Pyrex 'Sunburst' flask, Bessemer printed plate, 60sBessemer plate, made in Australia 1965-70
Pyrex ‘Sunburst’ flask jug, made in USA 1960s

This is Pyrex at its best- a jug modelled on a laboratory flask with an ‘atomic’ sunburst pattern in gold. The stopper is graduated plastic, in good old yellow plastic. The jug has a pouring lip, two litre capacity and being Pyrex, is good for hot and cold liquids. Pyrex is very collectible – and the jug is in excellent condition. And –it makes a terrific vase when it’s not serving hot and cold liquids.

The Bessemer plate is likewise very collectable. It is one of a series of six, designed by A. Wiederkehr – and is culturalyl important enough to be in the Powerhouse Museum collection.

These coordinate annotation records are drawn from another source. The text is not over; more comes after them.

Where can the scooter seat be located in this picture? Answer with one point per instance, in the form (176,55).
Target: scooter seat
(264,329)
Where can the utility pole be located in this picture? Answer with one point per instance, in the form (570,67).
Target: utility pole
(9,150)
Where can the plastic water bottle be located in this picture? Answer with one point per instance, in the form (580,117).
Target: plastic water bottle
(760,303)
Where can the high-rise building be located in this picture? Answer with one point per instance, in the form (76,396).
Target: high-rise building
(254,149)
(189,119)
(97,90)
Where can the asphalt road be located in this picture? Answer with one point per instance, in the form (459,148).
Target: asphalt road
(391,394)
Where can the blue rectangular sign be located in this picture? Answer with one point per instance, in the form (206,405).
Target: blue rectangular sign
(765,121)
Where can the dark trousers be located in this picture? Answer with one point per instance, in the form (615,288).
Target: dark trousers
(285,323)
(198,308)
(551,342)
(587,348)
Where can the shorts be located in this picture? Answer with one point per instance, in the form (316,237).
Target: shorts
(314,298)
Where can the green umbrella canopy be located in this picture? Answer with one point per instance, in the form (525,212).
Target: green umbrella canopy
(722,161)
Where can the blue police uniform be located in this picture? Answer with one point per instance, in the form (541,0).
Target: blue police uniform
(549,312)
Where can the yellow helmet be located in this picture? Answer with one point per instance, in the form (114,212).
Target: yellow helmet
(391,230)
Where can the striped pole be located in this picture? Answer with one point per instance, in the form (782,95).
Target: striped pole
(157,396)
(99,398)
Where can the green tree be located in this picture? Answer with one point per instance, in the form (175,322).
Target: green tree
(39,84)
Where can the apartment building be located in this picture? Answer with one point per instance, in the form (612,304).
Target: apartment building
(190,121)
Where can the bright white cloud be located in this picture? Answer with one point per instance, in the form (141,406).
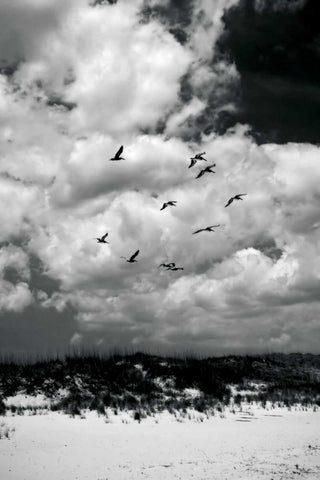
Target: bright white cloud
(246,286)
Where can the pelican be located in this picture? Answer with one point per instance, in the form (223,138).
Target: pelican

I would have loved to have collected all six- but alas- after so long hunting I have only found this one ‘in the wild’ [as collectors say.] I have found plenty of plates, of all the patterns – but they are invariably so scratched from use that I rejected purchasing.

If you are a Pyrex collector [and there are quite a few!] or a Bessemer collector, please check out the other items on my blog. I am a big fan of early 60s industrial designers – and Pyrex and Bessemer tick all the boxes!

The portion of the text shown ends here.